The experts advised securing the app with a password that was easy to remember but difficult to guess, using two-factor authentication (2FA), and by locking access to the app with a personal identification number (PIN) or password where available.
Both Telegram and WhatsApp offer 2FA and app locking.
Chang cautioned against following links in unsolicited emails and messages from unknown senders, not to install applications from non-official sources, and periodically removing unused apps to reduce the risk of one’s device being compromised.
“Always run updates to ensure mobile phones and mobile applications are up to date,” he said, also advising users to install reputable mobile security applications to protect their devices.
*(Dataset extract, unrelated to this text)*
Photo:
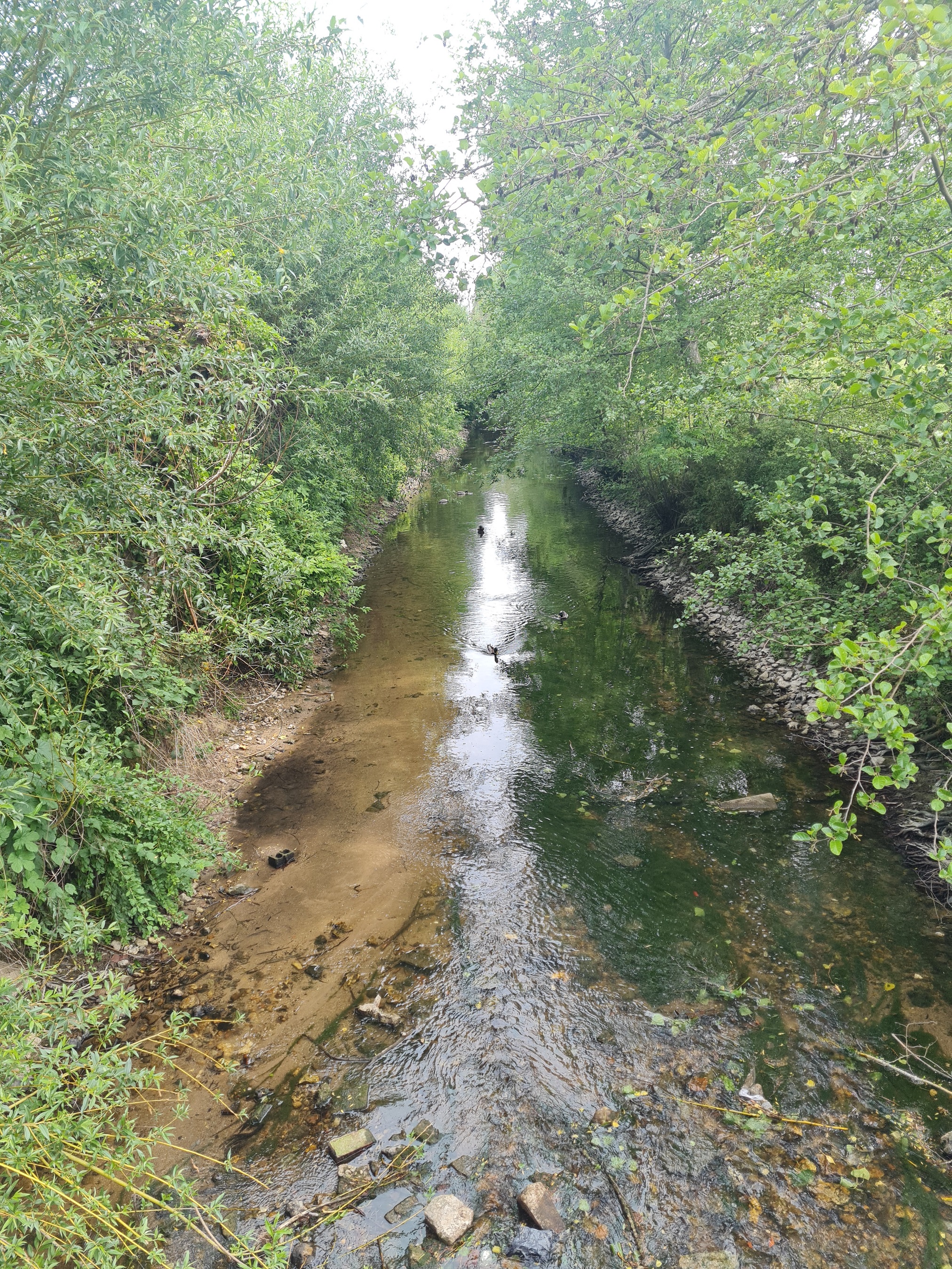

Previously, the MCMC said it has received 2,093 complaints regarding cyber incidents as of August this year, amid concerns over compromised text messaging accounts.
MCMC’s corporate communications department told Malay Mail the complaints included unauthorised access to social media and personal messaging accounts and loss of access to their accounts due to forgotten passwords.
Malay Mail had asked MCMC about the actions taken by the commission to contain hacking activity on text messaging app Telegram.
According to MCMC, complainants who have lost access to their social media and personal messaging accounts have been advised to lodge reports with the respective platform providers.
It said most complainants sought MCMC’s assistance to regain access to their accounts, with MCMC providing guidance on the steps to take when lodging reports with the respective platform providers.
As for the issue of compromised or hacked Telegram accounts, MCMC said users are advised to read up on Telegram’s security features to use it more securely, including not sharing any security code or personal information with anyone.